22/11/2023
On ne se gêne pas, et on présente aux enchères n'importe quoi sous l'étiquette "Barbus Müller"
Le 2 décembre aura lieu à Sées, dans l'Orne, une vente aux enchères caritative où, parmi des lots très hétéroclites, figure une tête en pierre abusivement associée à Antoine Rabany et aux Barbus Müller (merci à Michel L'Egaré de me l'avoir signalée). Qu'on en juge ci-dessous:
Et de trois quart:
Pour comparer: un véritable Barbu Müller, à double face, attribuable (sans certitude, car sans preuve définitive) à Antoine Rabany, actuellement chez un collectionneur français (vente à Art Paris en 2018) ; les deux manières de faire les yeux par le sculpteur des "Barbus" figurent sur cette pièce double.

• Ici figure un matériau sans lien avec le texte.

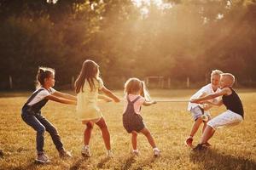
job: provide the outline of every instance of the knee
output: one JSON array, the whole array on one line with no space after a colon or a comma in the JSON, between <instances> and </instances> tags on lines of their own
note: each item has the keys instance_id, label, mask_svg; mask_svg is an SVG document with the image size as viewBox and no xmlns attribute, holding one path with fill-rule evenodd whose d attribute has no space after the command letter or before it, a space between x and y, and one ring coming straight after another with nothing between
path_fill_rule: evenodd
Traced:
<instances>
[{"instance_id":1,"label":"knee","mask_svg":"<svg viewBox=\"0 0 256 170\"><path fill-rule=\"evenodd\" d=\"M58 131L55 127L49 127L46 129L50 134L58 134Z\"/></svg>"},{"instance_id":2,"label":"knee","mask_svg":"<svg viewBox=\"0 0 256 170\"><path fill-rule=\"evenodd\" d=\"M86 129L87 130L92 130L93 129L93 123L92 122L86 123Z\"/></svg>"},{"instance_id":3,"label":"knee","mask_svg":"<svg viewBox=\"0 0 256 170\"><path fill-rule=\"evenodd\" d=\"M146 132L144 132L144 135L145 136L150 136L151 133L150 133L150 132L148 130L147 130Z\"/></svg>"},{"instance_id":4,"label":"knee","mask_svg":"<svg viewBox=\"0 0 256 170\"><path fill-rule=\"evenodd\" d=\"M131 132L131 135L133 136L133 137L137 137L137 133L136 133L136 132Z\"/></svg>"},{"instance_id":5,"label":"knee","mask_svg":"<svg viewBox=\"0 0 256 170\"><path fill-rule=\"evenodd\" d=\"M203 122L202 118L200 116L195 120L196 122L201 123Z\"/></svg>"},{"instance_id":6,"label":"knee","mask_svg":"<svg viewBox=\"0 0 256 170\"><path fill-rule=\"evenodd\" d=\"M106 123L101 125L101 126L100 126L100 128L101 128L102 130L104 130L104 129L107 129L107 130L108 130L108 129Z\"/></svg>"},{"instance_id":7,"label":"knee","mask_svg":"<svg viewBox=\"0 0 256 170\"><path fill-rule=\"evenodd\" d=\"M38 129L37 129L37 132L38 133L40 133L40 134L44 134L45 133L45 127L39 127Z\"/></svg>"}]
</instances>

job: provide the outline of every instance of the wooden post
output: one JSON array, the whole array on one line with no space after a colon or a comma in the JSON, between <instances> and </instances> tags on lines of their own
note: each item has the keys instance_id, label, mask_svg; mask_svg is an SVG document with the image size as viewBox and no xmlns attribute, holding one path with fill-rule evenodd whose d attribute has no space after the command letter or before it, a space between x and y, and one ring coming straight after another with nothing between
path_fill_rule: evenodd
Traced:
<instances>
[{"instance_id":1,"label":"wooden post","mask_svg":"<svg viewBox=\"0 0 256 170\"><path fill-rule=\"evenodd\" d=\"M158 76L158 87L160 88L161 86L161 77Z\"/></svg>"},{"instance_id":2,"label":"wooden post","mask_svg":"<svg viewBox=\"0 0 256 170\"><path fill-rule=\"evenodd\" d=\"M9 88L13 89L13 78L10 75L9 76Z\"/></svg>"},{"instance_id":3,"label":"wooden post","mask_svg":"<svg viewBox=\"0 0 256 170\"><path fill-rule=\"evenodd\" d=\"M168 88L171 88L171 78L168 77Z\"/></svg>"},{"instance_id":4,"label":"wooden post","mask_svg":"<svg viewBox=\"0 0 256 170\"><path fill-rule=\"evenodd\" d=\"M188 77L187 77L187 88L189 88L189 85L190 85L190 84L189 84L189 77L188 76Z\"/></svg>"},{"instance_id":5,"label":"wooden post","mask_svg":"<svg viewBox=\"0 0 256 170\"><path fill-rule=\"evenodd\" d=\"M73 89L74 88L74 76L71 77L71 89Z\"/></svg>"},{"instance_id":6,"label":"wooden post","mask_svg":"<svg viewBox=\"0 0 256 170\"><path fill-rule=\"evenodd\" d=\"M161 81L161 88L164 88L165 87L165 79L162 78L162 81Z\"/></svg>"},{"instance_id":7,"label":"wooden post","mask_svg":"<svg viewBox=\"0 0 256 170\"><path fill-rule=\"evenodd\" d=\"M146 85L148 87L149 82L148 82L148 77L146 77Z\"/></svg>"}]
</instances>

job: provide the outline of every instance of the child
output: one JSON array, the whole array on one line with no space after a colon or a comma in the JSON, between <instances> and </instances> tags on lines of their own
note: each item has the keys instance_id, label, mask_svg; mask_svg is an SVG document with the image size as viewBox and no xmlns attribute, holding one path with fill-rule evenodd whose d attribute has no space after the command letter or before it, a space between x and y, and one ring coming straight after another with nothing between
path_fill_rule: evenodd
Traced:
<instances>
[{"instance_id":1,"label":"child","mask_svg":"<svg viewBox=\"0 0 256 170\"><path fill-rule=\"evenodd\" d=\"M137 156L139 153L137 148L137 133L142 133L147 137L152 146L154 156L159 156L160 150L156 147L154 140L149 130L145 127L140 114L143 105L148 106L156 104L156 102L146 101L146 99L150 99L149 94L146 90L144 82L137 78L130 78L125 82L125 94L123 125L126 131L131 133L133 154Z\"/></svg>"},{"instance_id":2,"label":"child","mask_svg":"<svg viewBox=\"0 0 256 170\"><path fill-rule=\"evenodd\" d=\"M0 158L3 157L3 151L2 150L0 150Z\"/></svg>"},{"instance_id":3,"label":"child","mask_svg":"<svg viewBox=\"0 0 256 170\"><path fill-rule=\"evenodd\" d=\"M96 62L87 60L84 62L80 74L75 82L75 91L78 98L77 112L82 123L86 125L84 133L84 145L82 149L82 156L86 157L91 156L89 143L94 123L102 130L108 156L113 156L109 132L103 116L97 106L98 91L102 91L115 102L119 102L120 99L105 88L99 75L99 65Z\"/></svg>"},{"instance_id":4,"label":"child","mask_svg":"<svg viewBox=\"0 0 256 170\"><path fill-rule=\"evenodd\" d=\"M237 94L232 88L235 82L235 76L230 73L224 73L220 78L221 91L202 98L191 99L192 103L201 103L218 96L222 96L217 104L207 102L208 104L221 105L224 105L227 110L214 117L207 122L207 126L202 134L201 143L194 149L195 150L206 148L207 141L212 137L218 128L234 126L243 120L243 107Z\"/></svg>"},{"instance_id":5,"label":"child","mask_svg":"<svg viewBox=\"0 0 256 170\"><path fill-rule=\"evenodd\" d=\"M41 114L41 109L49 99L56 102L76 105L76 97L62 94L55 90L55 70L46 67L39 67L37 75L37 90L30 96L22 107L21 117L23 121L37 131L37 162L46 163L49 160L44 154L44 133L49 133L52 140L59 151L61 157L71 157L70 152L65 150L56 128Z\"/></svg>"},{"instance_id":6,"label":"child","mask_svg":"<svg viewBox=\"0 0 256 170\"><path fill-rule=\"evenodd\" d=\"M215 92L219 92L220 89L218 88L218 82L220 79L220 74L223 72L218 70L212 71L211 73L211 83L202 87L198 92L196 92L191 98L200 98L202 96L205 96L207 94L211 94ZM214 102L214 101L213 101ZM191 147L192 142L193 142L193 137L197 132L200 125L203 122L204 126L202 128L202 132L204 131L207 122L208 120L211 119L210 113L208 110L211 108L211 105L201 105L199 104L195 103L189 103L188 105L188 110L189 110L192 114L192 117L194 119L194 124L192 126L192 128L190 130L190 134L185 140L185 144ZM203 118L203 116L207 116L206 119ZM210 145L210 144L207 143L207 144Z\"/></svg>"}]
</instances>

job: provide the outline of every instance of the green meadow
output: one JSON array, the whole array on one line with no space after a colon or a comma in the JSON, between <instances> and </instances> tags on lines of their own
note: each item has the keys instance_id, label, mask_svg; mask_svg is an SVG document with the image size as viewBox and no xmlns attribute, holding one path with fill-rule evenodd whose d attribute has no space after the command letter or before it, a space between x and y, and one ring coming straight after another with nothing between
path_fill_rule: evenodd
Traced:
<instances>
[{"instance_id":1,"label":"green meadow","mask_svg":"<svg viewBox=\"0 0 256 170\"><path fill-rule=\"evenodd\" d=\"M153 99L189 99L196 90L150 90ZM49 133L44 150L51 162L39 165L36 157L35 131L20 117L20 109L30 93L0 93L0 169L256 169L256 90L237 89L245 110L245 120L236 127L219 129L205 151L193 152L184 145L193 121L185 102L159 102L142 108L142 116L161 150L153 157L152 149L143 134L138 135L139 156L132 156L131 136L122 126L123 104L99 102L108 126L114 157L106 157L100 129L95 126L90 140L92 156L84 158L83 126L75 106L49 101L43 115L58 129L64 146L73 157L61 159ZM121 97L122 91L116 91ZM212 109L215 116L224 106ZM195 145L201 128L195 137Z\"/></svg>"}]
</instances>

Ainsi, on ne s'embête plus. N'importe quel amateur ou collectionneur peu au fait de ce à quoi ressemblent réellement les sculptures du corpus "Barbus Müller", peu au courant de mes publications diverses et variées sur le sujet, peut se permettre de qualifier de rabaniesco-barbu n'importe quel caillou sculpté représentant une tête stylisée. Ici, pourtant, pour ceux qui ont fréquenté le sujet un tant soit peu, on ne reconnaît aucun indice du style caractéristique des Barbus (aucune traçabilité non plus n'est donnée dans la fiche d'information hyper sommaire). Le nez n'est pas en goutte, au contraire sa pointe est ici triangulaire avec esquisse de narines, ce que l'on ne voit jamais chez les "Barbus". Les yeux de la tête de Sées paraissent avoir les paupières closes, ou bien ils sont seulement vides, alors que chez les "Barbus", ils sont soit proéminents, cernés de creux, soit troués. La bouche de Sées est ouverte, montrant des dents, dirait-on, sous des lèvres finement modelées, alors que chez les "Barbus" les lèvres sont beaucoup plus frustes, soit sommairement formées, soit épaisses... Bref, on n'est absolument pas en terrain "Barbus Müller", ici (auxquels, par surcroît, il faut toujours faire attention de ne pas systématiquement associer le nom d'Antoine Rabany, comme je l'ai déjà dit sur ce blog). Et le commissaire-priseur de cette vente – au profit d'œuvres catholiques semble-t-il (par la maison Orne Enchères SARL) –, s'il était un tant soit peu rigoureux, se devrait de retirer cette attribution plus que désinvolte. L'estimation donnée de "100-200€" est, en revanche, tout à fait adaptée à cette tête de pierre, qui devrait simplement être qualifiée de "sculpture populaire anonyme" (ce qui est peut-être moins vendeur, mais infiniment plus adapté à ce qui est su de son origine). D'ailleurs, si le commissaire-priseur qui a donné cette estimation croyait vraiment à sa billevesée sur l'attribution aux Barbus Müller, il n'aurait pas donné une estimation aussi ridicule.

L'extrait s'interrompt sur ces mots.